In short, the Streamlined Procedures Act would radically, radically increase the number of executions in the United States. It would practically eliminate federal habeas review in both death penalty and non-death penalty cases. It would apply retroactively to pending cases. Lawyers say it would, in essence, overturn dozens of U.S. Supreme Court cases. One lawyer called it “breathtakingly meanspirited.”
Compared to this bill, the 1996 Anti-Terrorism and Effective Death Penalty Act practically looks like progressive legislation!
On Sunday, the Washington Post ran the following editorial opposing this measure:
Stop This Bill
CONGRESS HAS a novel response to the rash of prisoners over the past few years who have been exonerated of capital crimes after being tried and convicted: Keep similar cases out of court. Both chambers of the national legislature are quietly moving a particularly ugly piece of legislation designed to gut the legal means by which prisoners prove their innocence.
Habeas corpus is the age-old legal process by which federal courts review the legality of detentions. In the modern era, it has been the pivotal vehicle through which those on death row or serving long sentences in prison can challenge their state-court convictions. Congress in 1996 rolled back habeas review considerably; federal courts have similarly shown greater deference -- often too much deference -- to flawed state proceedings. But the so-called Streamlined Procedures Act of 2005 takes the evisceration of habeas review, particularly in capital cases, to a whole new level. It should not become law.
For a great many capital cases, the bill would eliminate federal review entirely. Federal courts would be unable to review almost all capital convictions from states certified by the Justice Department as providing competent counsel to convicts to challenge their convictions under state procedures. Although the bill, versions of which differ slightly between the chambers, provides a purported exception for cases in which new evidence completely undermines a conviction, this is drawn so narrowly that it is likely to be useless -- even in identifying cases of actual innocence.
It gets worse. The bill, pushed by Rep. Daniel E. Lungren (R-Calif.) in the House and Jon Kyl (R-Ariz.) in the Senate, would impose onerous new procedural hurdles on inmates seeking federal review -- those, that is, whom it doesn't bar from court altogether. It would bar the courts from considering key issues raised by those cases and insulate most capital sentencing from federal scrutiny. It also would dictate arbitrary timetables for federal appeals courts to resolve habeas cases. This would be a dramatic change in federal law -- and entirely for the worse.
The legislation would be simply laughable, except that it has alarming momentum. A House subcommittee held a hearing recently, and the Senate Judiciary Committee is scheduled to hold one and then mark up the bill this week. Both Judiciary Committee chairmen surely know better.
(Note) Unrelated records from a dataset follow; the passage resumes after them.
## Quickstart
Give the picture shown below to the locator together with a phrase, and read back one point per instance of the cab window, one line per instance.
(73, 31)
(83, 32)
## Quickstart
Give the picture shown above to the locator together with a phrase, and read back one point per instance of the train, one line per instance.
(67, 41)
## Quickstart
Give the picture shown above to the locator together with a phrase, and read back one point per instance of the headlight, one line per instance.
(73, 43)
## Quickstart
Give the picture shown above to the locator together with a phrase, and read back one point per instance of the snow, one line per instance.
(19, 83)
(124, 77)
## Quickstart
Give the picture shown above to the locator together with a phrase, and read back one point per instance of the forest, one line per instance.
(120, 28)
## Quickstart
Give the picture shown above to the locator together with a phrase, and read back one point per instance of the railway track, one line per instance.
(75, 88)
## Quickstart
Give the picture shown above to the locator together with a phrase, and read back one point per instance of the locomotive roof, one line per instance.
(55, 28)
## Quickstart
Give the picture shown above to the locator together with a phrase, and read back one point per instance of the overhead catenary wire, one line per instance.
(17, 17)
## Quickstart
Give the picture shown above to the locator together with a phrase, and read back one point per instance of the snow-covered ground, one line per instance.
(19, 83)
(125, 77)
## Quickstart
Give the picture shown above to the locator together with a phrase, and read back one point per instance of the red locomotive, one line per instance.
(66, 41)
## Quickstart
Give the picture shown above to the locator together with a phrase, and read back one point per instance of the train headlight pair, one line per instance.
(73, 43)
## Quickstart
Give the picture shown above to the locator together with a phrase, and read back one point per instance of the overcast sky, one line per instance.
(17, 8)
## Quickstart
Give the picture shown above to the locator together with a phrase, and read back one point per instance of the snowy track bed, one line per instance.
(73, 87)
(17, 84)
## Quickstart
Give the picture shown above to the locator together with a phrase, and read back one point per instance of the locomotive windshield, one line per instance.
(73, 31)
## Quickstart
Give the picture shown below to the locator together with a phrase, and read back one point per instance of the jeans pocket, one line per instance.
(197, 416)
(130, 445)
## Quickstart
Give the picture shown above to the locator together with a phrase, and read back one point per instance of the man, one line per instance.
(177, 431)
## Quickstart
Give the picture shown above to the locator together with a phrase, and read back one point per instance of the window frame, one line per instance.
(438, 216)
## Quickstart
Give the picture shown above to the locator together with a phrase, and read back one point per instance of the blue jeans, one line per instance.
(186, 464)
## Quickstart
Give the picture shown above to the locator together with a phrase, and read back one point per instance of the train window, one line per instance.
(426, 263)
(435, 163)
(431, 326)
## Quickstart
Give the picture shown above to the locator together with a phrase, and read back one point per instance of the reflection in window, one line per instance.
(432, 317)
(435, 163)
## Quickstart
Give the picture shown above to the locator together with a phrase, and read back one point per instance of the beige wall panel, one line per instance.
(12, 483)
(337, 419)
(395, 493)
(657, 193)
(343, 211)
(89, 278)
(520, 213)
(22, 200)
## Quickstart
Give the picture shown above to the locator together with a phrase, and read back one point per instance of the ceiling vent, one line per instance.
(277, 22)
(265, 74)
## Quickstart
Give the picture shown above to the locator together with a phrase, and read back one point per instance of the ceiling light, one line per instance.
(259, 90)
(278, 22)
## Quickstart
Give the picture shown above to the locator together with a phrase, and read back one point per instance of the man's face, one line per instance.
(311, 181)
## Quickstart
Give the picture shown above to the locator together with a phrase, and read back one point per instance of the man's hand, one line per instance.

House Judiciary Chairman F. James Sensenbrenner Jr. (R-Wis.), after all, has fought for better funding and training for capital defense lawyers. And Senate Judiciary Chairman Arlen Specter (R-Pa.) has long opposed efforts to strip federal courts of jurisdiction over critical subjects. Neither has yet taken a public position on the bill. Each needs to take a careful look. It is no exaggeration to say that if this bill becomes law, it will consign innocent people to long-term incarceration or death.